The Magic Lantern I'm betting was the first film to make what would become a common assumption in films to come, that once the lights go out at night, toys come to life.
The Monster (Le Monstre, 1903) is set on the desert near the Sphinx. Two Egyptians arrive & one of them dresses up a skeleton & brings it to life.
The skeleton dances about wildly, then collapses into a heap, then rises up to dance to its master's tune again.
It is impossible to know if it is the resurged life, or the magician who made it dance, is the monster of the title.
However, according to the 1903 Lubin catalog, a different story that is obvious from the pictured event is being told, & one wonders how much the audiences of the day were told in advance to shape their viewing experience.
According to the catalog the magician is actually a mystical dervish hired by a prince to bring his beloved wife back to life. Knowing this doesn't make the monstrousness of the event less horrific; if anything, it makes it creepier, unusual for Melies whose macabre films tend to be much more whimsical than this.
For Untamable Whiskers (Le Roi du maquillage, 1904), Melies draws a picture of himself on a chalkboard with a different hairstyle than his own, then stands waiting for his actual hair to change into the style he drew.
He draws himself again as a scary old man with a long beard (actually it's supposed to be Shakespeare but what a lousy representation, & then transforms into just that image. Next he draws himself with an enormous mustache (perhaps audiences of the day would've recognized this as representing Admiral Nelson & again transforms before us.
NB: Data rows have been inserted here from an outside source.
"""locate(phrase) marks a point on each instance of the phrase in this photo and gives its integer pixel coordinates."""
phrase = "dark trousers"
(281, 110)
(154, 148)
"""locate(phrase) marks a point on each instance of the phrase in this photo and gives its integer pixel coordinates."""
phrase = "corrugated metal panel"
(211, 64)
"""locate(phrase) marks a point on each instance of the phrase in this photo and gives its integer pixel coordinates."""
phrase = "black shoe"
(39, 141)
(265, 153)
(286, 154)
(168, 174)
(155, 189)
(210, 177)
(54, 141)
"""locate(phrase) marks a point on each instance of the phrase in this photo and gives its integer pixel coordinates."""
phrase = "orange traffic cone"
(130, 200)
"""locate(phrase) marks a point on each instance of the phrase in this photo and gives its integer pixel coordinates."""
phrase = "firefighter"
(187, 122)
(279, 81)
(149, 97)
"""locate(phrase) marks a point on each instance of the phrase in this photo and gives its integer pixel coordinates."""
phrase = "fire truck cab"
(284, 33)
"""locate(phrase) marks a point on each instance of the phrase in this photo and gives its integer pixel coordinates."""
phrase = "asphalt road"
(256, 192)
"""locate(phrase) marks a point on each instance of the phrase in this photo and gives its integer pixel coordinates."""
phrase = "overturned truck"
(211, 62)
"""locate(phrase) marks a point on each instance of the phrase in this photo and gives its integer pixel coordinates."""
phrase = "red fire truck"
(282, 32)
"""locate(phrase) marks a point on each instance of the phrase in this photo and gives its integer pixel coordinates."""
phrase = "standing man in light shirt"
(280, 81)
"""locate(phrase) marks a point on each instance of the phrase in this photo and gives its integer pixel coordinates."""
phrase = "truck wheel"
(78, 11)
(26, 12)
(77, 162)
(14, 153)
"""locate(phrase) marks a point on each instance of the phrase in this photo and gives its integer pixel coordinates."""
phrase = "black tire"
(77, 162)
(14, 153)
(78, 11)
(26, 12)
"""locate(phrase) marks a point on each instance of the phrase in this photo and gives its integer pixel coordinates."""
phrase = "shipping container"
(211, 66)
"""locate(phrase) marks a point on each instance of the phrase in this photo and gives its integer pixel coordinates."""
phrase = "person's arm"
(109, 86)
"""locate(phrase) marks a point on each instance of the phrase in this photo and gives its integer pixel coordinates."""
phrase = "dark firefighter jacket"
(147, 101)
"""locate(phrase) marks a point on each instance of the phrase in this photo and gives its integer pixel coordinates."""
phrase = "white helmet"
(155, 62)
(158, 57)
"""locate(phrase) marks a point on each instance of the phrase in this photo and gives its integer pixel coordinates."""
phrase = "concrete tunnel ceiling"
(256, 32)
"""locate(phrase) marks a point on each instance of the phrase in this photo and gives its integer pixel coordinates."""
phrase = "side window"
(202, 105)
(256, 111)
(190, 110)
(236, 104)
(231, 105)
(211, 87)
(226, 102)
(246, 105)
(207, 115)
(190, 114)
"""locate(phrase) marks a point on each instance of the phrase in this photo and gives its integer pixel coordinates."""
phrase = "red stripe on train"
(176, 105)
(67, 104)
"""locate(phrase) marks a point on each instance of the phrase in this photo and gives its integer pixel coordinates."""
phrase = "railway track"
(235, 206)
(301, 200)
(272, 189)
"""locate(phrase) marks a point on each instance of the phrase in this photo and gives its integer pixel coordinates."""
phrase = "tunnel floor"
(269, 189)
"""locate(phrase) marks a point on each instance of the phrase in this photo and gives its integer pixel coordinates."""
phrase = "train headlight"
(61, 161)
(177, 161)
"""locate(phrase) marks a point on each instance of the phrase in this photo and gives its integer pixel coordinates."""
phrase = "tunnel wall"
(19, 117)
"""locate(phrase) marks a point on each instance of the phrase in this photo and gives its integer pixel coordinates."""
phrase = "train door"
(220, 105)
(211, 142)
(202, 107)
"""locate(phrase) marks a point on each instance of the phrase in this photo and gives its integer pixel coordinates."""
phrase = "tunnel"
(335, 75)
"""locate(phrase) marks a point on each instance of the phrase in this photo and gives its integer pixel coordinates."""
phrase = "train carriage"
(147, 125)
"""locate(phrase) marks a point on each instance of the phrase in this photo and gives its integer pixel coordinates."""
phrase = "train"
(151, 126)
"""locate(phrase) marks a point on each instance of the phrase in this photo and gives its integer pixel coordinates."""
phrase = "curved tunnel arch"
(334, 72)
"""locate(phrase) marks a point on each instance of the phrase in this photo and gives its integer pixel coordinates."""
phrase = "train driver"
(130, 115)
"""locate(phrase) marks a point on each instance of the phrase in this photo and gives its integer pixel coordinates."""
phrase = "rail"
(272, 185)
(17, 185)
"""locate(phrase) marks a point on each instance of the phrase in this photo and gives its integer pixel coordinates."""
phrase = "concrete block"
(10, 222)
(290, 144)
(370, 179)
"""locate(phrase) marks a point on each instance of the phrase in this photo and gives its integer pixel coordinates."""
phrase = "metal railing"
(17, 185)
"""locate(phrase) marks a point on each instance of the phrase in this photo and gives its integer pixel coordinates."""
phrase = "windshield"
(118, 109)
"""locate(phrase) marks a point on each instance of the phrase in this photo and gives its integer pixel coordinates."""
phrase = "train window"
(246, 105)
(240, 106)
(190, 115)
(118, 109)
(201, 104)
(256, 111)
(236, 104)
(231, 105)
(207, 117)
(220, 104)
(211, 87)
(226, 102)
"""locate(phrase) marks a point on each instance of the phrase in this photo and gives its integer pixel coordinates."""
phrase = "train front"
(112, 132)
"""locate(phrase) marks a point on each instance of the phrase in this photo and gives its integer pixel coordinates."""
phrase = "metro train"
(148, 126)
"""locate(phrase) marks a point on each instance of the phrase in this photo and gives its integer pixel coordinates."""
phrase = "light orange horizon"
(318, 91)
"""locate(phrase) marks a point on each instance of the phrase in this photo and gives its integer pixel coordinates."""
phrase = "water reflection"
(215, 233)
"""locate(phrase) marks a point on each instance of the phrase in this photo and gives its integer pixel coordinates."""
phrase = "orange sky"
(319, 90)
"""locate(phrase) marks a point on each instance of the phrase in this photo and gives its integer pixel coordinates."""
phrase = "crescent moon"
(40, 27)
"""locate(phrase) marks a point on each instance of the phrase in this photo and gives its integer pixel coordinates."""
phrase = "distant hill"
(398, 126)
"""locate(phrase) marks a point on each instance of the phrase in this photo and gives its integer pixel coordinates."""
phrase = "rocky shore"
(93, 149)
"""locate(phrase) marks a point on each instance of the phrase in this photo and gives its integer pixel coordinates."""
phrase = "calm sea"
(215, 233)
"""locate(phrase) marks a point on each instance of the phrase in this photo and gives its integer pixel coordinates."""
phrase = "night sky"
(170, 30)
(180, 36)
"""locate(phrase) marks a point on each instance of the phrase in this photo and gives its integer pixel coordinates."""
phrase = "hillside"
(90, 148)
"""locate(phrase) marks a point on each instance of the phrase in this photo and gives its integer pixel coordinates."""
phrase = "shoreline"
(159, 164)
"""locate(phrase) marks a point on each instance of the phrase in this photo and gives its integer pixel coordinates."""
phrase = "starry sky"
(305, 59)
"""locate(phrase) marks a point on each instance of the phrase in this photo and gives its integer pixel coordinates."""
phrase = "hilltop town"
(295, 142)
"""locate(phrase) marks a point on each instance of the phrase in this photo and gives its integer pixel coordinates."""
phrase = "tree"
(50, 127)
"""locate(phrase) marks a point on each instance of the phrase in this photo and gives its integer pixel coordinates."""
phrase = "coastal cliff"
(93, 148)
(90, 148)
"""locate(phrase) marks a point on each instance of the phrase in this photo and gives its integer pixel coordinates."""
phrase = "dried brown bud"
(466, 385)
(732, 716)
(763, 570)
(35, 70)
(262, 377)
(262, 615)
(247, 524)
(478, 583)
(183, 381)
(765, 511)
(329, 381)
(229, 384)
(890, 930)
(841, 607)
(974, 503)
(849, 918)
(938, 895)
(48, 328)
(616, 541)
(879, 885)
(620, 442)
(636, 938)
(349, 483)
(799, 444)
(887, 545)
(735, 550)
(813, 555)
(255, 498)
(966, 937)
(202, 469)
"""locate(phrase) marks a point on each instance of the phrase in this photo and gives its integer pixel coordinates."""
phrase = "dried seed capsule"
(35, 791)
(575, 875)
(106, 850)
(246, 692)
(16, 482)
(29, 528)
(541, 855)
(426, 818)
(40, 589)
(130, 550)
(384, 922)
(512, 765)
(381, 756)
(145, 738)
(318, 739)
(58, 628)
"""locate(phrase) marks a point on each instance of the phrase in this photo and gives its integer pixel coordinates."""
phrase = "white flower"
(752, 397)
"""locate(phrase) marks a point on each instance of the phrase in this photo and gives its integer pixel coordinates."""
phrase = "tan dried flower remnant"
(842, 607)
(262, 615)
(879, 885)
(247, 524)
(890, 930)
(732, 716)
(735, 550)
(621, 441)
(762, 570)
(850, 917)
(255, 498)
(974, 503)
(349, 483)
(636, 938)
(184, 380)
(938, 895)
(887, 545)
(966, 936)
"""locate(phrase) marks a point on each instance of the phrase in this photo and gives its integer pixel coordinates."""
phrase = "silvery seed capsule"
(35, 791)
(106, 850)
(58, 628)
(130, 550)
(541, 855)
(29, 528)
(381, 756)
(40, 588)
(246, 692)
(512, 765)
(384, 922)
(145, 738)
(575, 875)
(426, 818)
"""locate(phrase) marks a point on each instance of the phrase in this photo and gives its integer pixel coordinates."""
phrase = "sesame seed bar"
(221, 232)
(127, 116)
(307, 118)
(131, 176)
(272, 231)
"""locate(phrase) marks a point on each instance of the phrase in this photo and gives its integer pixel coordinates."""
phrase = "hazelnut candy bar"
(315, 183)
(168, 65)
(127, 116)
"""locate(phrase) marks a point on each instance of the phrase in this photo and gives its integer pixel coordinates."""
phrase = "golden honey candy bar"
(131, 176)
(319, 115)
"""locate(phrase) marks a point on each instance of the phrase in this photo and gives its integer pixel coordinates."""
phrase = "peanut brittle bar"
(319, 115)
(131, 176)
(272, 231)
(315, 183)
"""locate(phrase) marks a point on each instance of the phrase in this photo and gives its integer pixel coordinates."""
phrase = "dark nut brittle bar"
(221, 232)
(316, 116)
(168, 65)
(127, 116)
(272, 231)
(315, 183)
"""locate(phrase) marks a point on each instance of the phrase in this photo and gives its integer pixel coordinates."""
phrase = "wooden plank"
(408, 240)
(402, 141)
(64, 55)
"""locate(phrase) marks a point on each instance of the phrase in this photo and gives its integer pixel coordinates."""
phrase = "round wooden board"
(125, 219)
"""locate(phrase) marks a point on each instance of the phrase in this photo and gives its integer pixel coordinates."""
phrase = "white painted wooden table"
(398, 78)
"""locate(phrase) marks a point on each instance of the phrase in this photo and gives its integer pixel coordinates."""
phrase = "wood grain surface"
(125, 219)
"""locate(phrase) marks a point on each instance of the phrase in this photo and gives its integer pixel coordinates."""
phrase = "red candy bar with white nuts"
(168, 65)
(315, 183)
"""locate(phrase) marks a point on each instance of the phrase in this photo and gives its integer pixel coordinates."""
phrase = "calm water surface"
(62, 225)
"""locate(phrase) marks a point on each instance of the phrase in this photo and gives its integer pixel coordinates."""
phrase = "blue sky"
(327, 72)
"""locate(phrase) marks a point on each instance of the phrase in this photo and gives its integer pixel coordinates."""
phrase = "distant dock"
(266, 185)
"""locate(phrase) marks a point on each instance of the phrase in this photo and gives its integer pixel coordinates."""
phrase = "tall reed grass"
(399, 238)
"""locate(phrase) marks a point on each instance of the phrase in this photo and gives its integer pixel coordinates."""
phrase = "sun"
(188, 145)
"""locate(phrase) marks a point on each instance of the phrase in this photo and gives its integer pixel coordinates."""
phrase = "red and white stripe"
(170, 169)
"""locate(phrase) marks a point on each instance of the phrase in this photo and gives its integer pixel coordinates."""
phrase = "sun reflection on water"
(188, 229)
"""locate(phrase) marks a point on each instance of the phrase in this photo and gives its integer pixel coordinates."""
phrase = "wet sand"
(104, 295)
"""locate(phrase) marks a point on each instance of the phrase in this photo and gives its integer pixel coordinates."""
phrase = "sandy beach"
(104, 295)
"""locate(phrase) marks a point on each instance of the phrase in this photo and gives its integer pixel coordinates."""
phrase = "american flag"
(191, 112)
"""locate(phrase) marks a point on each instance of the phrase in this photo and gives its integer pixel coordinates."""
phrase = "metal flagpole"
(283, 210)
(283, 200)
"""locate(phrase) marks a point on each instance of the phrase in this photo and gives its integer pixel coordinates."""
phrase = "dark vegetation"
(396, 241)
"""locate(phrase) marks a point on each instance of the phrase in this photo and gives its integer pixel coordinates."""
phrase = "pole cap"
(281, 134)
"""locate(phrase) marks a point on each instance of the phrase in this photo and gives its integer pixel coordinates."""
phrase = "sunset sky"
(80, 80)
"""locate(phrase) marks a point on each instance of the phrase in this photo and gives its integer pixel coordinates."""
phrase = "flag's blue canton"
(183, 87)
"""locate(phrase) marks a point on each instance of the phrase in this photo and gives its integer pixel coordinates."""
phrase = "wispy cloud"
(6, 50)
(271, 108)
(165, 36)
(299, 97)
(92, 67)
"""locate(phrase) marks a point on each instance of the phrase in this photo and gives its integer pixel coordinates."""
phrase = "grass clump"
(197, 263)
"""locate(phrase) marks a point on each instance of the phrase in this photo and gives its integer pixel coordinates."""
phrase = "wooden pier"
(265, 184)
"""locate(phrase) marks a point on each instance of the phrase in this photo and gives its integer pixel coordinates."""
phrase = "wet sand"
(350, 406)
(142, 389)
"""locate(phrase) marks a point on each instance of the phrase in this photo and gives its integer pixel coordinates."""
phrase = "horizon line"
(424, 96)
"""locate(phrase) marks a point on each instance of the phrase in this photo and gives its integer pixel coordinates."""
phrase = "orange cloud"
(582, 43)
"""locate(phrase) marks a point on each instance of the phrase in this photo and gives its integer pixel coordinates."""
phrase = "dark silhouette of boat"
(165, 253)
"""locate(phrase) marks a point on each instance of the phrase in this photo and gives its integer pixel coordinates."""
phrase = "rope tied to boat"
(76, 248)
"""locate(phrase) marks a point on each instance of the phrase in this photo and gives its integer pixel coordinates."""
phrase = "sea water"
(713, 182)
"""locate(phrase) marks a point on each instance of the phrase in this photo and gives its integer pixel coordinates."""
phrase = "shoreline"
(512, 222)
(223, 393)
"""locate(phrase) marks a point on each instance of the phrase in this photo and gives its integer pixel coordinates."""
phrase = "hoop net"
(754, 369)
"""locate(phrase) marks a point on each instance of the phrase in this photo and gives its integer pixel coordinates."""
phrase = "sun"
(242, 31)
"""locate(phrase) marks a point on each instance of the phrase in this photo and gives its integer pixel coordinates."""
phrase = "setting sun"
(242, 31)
Doing away with the drawings, he builds to a crescendo of excitement with rapid transformations from the bard into a clown, an admiral, a devil, then wraps himself in a blanket & disappears, all in about two minutes & a quarter.
In The Magic Book (Le Libre magique, 1900), a large book is mounted on an aesel so that the audience can see it as the open pages.
As the scholar turns the pages, there emerges in turn an old man, a clown, & a beautiful maiden. When the scholar attempts to woo the maiden, all the characters return to the book.
Although only a trick-film with no story to speak of, in the history of animation, Le Livre Magique is regarded one of the pivotol films in the development of stop-motion replacement of objects.